I am aware that this is not commonplace for people my age. I know that there are plenty of planners like myself alive and well, but we are hard to come by through mere social interactions.
It is a very bad habit of mine to obsess over the need for all elements of my plan to go right. I often struggle with the idea of something not fitting exactly into the mold of what I want my life to look like. Is this a problem, you might ask? I certainly can be; I used to spend more time planning than experiencing. Seen from that perspective, you might reconsider your obsession with upping you planning game.
Panicking over change practically drove me insane until I realized just how unhealthy it was.
Thankfully, I’ve learned to ease off a bit on my lists, goals, and tendency to spend all of my time mapping out the future. Appreciating experience has made me realize a very important common thread with life-planning: It is not all that. In fact, strong planning can ultimately do more harm to your sense of self-worth than you imagine. The expectations that others set for you are hard enough, but consider this: letting yourself down is much worse.
I increasingly feel that life should not be lived to a cut and dry schedule. Alternatively, think of your future planning as a rough outline that is gradually added to. Know that life will throw you curveballs, and a “looser” plan will be more adept at hitting back at them. Our lives change in unexpected ways, and the people and events in our day-to-day activities will cause us to deviate us from our plans. These deviations can come in all sorts of shapes, sizes, and magnitudes. And they can be blessings in disguise.
I grew up afraid of change.

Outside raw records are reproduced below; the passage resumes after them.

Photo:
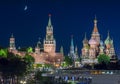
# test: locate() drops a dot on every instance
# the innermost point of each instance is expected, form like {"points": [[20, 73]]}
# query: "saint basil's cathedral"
{"points": [[95, 46], [47, 54], [91, 48]]}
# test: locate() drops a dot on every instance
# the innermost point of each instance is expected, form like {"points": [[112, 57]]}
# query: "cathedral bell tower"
{"points": [[49, 41], [12, 43]]}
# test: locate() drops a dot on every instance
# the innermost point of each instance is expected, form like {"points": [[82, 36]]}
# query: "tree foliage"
{"points": [[13, 66], [30, 50], [67, 61], [103, 58]]}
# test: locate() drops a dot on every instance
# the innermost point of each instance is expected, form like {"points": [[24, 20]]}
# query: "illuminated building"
{"points": [[95, 46], [48, 55]]}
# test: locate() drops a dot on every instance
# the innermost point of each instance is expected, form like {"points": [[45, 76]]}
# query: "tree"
{"points": [[102, 58], [30, 50], [29, 61], [3, 52], [13, 66]]}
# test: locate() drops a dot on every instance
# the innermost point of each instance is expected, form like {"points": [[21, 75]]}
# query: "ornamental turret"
{"points": [[12, 43], [95, 33], [37, 48], [49, 41]]}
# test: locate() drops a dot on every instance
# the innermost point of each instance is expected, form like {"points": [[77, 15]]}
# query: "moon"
{"points": [[25, 8]]}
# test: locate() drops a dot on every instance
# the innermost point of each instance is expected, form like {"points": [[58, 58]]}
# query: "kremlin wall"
{"points": [[91, 48]]}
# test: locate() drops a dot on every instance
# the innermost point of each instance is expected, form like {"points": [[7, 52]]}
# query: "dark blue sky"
{"points": [[69, 17]]}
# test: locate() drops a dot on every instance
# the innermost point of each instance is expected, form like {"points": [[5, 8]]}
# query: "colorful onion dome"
{"points": [[101, 42]]}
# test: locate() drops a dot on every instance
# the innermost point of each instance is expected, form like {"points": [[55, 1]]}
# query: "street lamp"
{"points": [[23, 82]]}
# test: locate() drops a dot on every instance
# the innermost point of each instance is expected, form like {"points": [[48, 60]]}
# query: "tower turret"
{"points": [[72, 52], [95, 33], [37, 48], [12, 43], [49, 41]]}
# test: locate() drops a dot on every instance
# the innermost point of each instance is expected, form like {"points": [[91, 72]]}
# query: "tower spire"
{"points": [[49, 21], [108, 34], [85, 36], [95, 25], [72, 44], [12, 35]]}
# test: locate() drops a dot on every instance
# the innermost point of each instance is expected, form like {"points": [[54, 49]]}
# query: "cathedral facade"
{"points": [[93, 47], [47, 53]]}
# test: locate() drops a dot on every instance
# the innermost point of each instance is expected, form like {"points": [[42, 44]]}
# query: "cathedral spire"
{"points": [[108, 34], [61, 50], [12, 35], [49, 21], [85, 38], [72, 46], [95, 25]]}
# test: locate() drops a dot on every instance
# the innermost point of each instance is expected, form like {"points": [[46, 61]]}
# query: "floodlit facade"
{"points": [[47, 54], [95, 46]]}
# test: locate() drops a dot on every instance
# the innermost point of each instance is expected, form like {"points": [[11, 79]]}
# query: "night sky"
{"points": [[69, 17]]}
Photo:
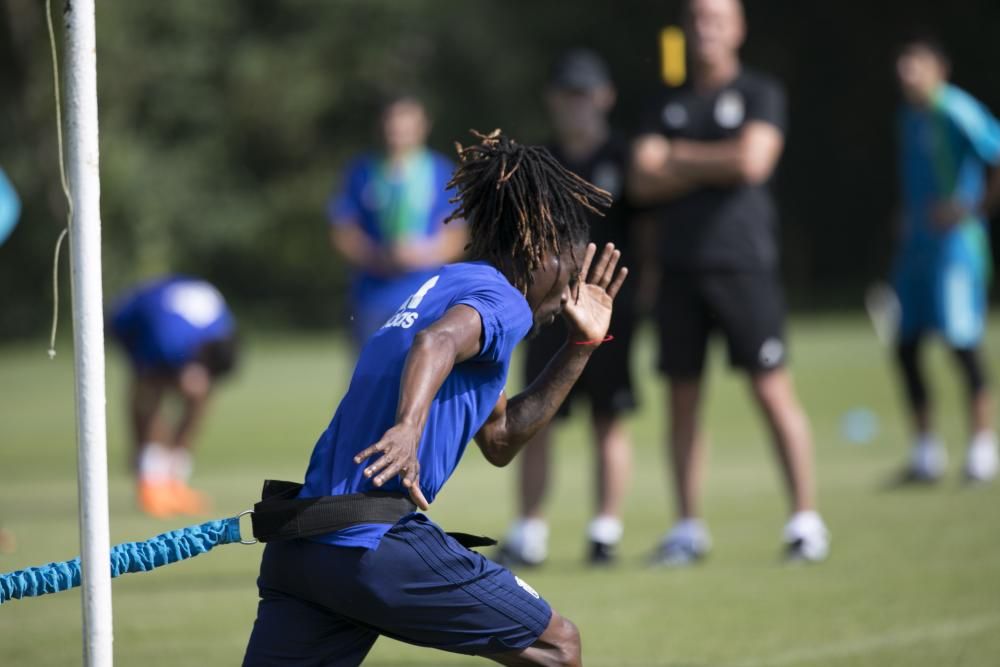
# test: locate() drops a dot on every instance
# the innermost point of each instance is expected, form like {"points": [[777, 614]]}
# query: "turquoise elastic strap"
{"points": [[130, 557]]}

It has taken me a very long time to grow accepting of whatever life may bring my way. Panicking over change practically drove me insane until I realized just how unhealthy it was.

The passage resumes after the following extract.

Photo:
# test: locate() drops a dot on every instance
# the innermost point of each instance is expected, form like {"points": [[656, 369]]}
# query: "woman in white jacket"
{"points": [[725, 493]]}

There is nothing smart about making yourself sick over your future. A good friend reminded me recently that my life would go on even if everything did not go according to plan. I was instantly anxious and a little bit angry. Wasn’t I a failure if I didn’t manage to reach every goal I set and accomplish everything I set out to do? Absolutely not.
My life will not end if there is a fork in the road. I have to live as if there is a roadmap in front of me with multiple routes to the same destination. I will plan. But I will experience, learn, react to setbacks, and be more flexible and self-assured person by giving myself a break from time to time. I now plan with purpose—not permanence.